A hurricane-force wind warning is in effect until 11 p.m. Friday for the coasts of Massachusetts and Rhode Island. Seas east of Cape Cod will have wave heights of 33 to 38 feet. Cruise lines have had days of advance warning for this monster, so voyages should have been delayed or cancelled. Precautions have been taken by emergency managers, military and civilian port facilities, and aviation interests. Obviously, the scope of this storm goes far beyond Western New York. On a large scale, more advance warning means lives saved, millions of dollars not lost, and safer travel.
In my experience and that of most meteorologists we know it can be all too easy to rely almost entirely on models. These tools have brought gradual but tremendous improvements in forecast accuracy, even further out in time (when I was in college, the extended outlook was for three days). But pattern recognition must be an important factor in the forecast process.
Another colleague who is quite learned in the use of analogs and pattern recognition was, much to my relief, also raising a red flag on his paid subscription site.

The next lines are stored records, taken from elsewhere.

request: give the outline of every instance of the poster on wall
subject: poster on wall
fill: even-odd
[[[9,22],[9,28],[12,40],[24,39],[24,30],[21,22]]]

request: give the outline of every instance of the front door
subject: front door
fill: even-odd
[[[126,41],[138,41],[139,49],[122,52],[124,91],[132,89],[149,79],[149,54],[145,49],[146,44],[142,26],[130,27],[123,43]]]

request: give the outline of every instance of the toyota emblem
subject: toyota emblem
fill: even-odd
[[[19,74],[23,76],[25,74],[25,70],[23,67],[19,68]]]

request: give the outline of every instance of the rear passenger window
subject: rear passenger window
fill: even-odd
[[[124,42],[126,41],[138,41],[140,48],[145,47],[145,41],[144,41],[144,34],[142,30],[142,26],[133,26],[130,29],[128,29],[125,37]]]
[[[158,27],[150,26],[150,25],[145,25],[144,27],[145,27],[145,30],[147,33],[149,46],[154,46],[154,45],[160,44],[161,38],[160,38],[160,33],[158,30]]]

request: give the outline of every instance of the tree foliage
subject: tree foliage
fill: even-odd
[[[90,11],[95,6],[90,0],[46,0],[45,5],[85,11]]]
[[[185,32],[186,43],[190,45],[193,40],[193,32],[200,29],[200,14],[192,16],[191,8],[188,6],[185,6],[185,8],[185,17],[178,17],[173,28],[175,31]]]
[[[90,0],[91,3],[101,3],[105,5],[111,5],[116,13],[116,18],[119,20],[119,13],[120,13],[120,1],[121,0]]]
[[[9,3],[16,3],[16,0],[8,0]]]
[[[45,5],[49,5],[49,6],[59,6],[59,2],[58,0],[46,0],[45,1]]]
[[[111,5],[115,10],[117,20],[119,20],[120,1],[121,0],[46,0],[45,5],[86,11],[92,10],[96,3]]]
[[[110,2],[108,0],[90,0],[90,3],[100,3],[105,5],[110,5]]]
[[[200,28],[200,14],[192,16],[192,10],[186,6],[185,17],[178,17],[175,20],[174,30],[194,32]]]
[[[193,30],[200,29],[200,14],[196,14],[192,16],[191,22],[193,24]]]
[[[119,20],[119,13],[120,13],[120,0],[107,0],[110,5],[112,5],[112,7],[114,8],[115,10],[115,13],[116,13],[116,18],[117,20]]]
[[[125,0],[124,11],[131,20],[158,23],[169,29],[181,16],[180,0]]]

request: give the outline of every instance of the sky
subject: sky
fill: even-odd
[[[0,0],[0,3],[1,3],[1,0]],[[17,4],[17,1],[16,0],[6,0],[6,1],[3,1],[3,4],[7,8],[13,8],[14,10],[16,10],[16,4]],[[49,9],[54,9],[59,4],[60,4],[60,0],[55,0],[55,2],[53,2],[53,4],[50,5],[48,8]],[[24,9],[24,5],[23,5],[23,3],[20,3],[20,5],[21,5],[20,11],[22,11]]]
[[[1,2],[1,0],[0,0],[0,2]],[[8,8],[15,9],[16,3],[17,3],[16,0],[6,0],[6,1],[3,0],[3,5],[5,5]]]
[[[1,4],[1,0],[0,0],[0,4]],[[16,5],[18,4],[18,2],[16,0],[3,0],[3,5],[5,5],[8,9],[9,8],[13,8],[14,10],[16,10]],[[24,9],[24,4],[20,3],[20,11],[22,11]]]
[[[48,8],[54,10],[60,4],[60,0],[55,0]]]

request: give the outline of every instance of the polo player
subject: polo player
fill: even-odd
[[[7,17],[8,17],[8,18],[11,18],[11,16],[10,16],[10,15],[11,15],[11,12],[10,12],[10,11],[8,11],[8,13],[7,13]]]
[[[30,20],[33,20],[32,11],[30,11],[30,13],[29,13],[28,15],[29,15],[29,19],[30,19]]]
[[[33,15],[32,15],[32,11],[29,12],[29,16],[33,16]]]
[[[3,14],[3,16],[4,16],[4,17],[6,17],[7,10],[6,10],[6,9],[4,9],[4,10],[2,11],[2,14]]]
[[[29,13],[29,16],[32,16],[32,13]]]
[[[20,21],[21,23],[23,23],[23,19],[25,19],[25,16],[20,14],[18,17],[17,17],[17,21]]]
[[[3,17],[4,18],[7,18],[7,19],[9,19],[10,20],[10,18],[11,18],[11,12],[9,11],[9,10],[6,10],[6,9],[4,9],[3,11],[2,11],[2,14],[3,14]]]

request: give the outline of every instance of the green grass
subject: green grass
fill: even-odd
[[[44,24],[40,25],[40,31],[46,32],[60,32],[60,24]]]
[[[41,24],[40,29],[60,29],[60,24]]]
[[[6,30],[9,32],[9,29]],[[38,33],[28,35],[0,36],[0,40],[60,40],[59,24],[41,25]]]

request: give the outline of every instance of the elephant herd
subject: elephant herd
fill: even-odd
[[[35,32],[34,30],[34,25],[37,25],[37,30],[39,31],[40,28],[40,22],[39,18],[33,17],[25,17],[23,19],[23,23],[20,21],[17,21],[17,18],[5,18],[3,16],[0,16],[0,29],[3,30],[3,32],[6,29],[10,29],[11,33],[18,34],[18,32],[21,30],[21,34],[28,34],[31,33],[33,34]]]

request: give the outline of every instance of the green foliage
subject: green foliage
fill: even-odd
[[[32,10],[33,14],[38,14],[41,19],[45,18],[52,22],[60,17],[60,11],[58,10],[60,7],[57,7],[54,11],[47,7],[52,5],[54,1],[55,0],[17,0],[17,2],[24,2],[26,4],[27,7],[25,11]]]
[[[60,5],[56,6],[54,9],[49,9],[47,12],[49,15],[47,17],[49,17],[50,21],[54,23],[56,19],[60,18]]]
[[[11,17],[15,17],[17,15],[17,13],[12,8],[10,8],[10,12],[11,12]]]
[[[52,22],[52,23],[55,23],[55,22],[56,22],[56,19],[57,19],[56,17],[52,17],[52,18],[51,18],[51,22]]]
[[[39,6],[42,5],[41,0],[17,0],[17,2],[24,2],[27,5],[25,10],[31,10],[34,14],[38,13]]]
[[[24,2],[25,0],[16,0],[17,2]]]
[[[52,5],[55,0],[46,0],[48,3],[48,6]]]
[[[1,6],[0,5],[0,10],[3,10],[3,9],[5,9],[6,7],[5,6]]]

I didn’t see it until after I’d submitted my story to the News, but it made me feel better to know I wasn’t out as much on a limb as I might have thought.
Once a forecaster starts to feel a bit smug about a forecast which went well, nature will almost surely come along in a short while and take that forecaster down a peg or 2, back to the inevitable uncertainties in forecasting active weather. I recall in dealing with what was called the “storm of the century,” the Blizzard of March 1993, National Weather Service models and analysts did a standout job eight or nine days in advance in projecting the ferocity of that storm. Some of us, myself included, thought a corner had been turned and we would have a range of computer guidance which could be reliable beyond a week on a regular basis.
It turns out, for the really big storms, there has been some regularity to that, and more than I could have imagined back in college. But we ARE getting closer to regularity on those big ones. It’s the smaller systems which snag us too often.